Roast uncovered at 350 degrees, 20 minutes per pound, basting occasionally. Halfway through the cooking process check on the color of the skin. Once the skin reaches the desired color, tent the bird with foil to prevent the skin from getting too dark. Near the end of your estimated time, check the internal temperature of the bird at the thickest part of the thigh or breast. Poultry should be cooked to 185 degrees.  While the turkey is resting you can put the finishing touches on the other parts of your meal or make your homemade gravy.

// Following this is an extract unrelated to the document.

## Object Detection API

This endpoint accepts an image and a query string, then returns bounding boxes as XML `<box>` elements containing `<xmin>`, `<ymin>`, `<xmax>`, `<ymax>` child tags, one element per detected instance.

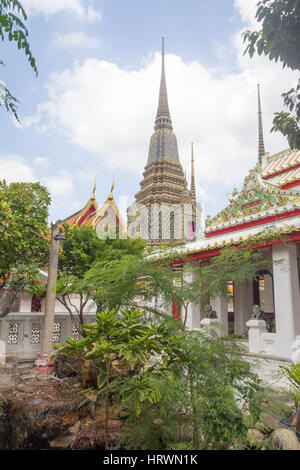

THE BEST EVER HOMEMADE CRANBERRY SAUCE: (pictured on plate above)

Ingredients:

2/3 cup sugar

1 large or two small naval oranges (zest and 1/2 cup juice)

1/4 tsp. cinnamon

1/8 tsp. kosher salt

1 bag of fresh cranberries

DIRECTIONS:

Put the cranberries in a saucepan. Zest a large naval orange (or two small naval oranges) and juice the orange(s) – this should give you about 1/2 cup of fresh juice but if it does not just augment with bottled juice. Add sugar, zest, juice, cinnamon and salt. Stir until well mixed. Bring to a boil and then simmer for 15 minutes. Let cool and refrigerate. Make the day before serving to ensure all ingredients have sufficient time to meld. This is so easy and flavorful, you will never served canned cranberry sauce again.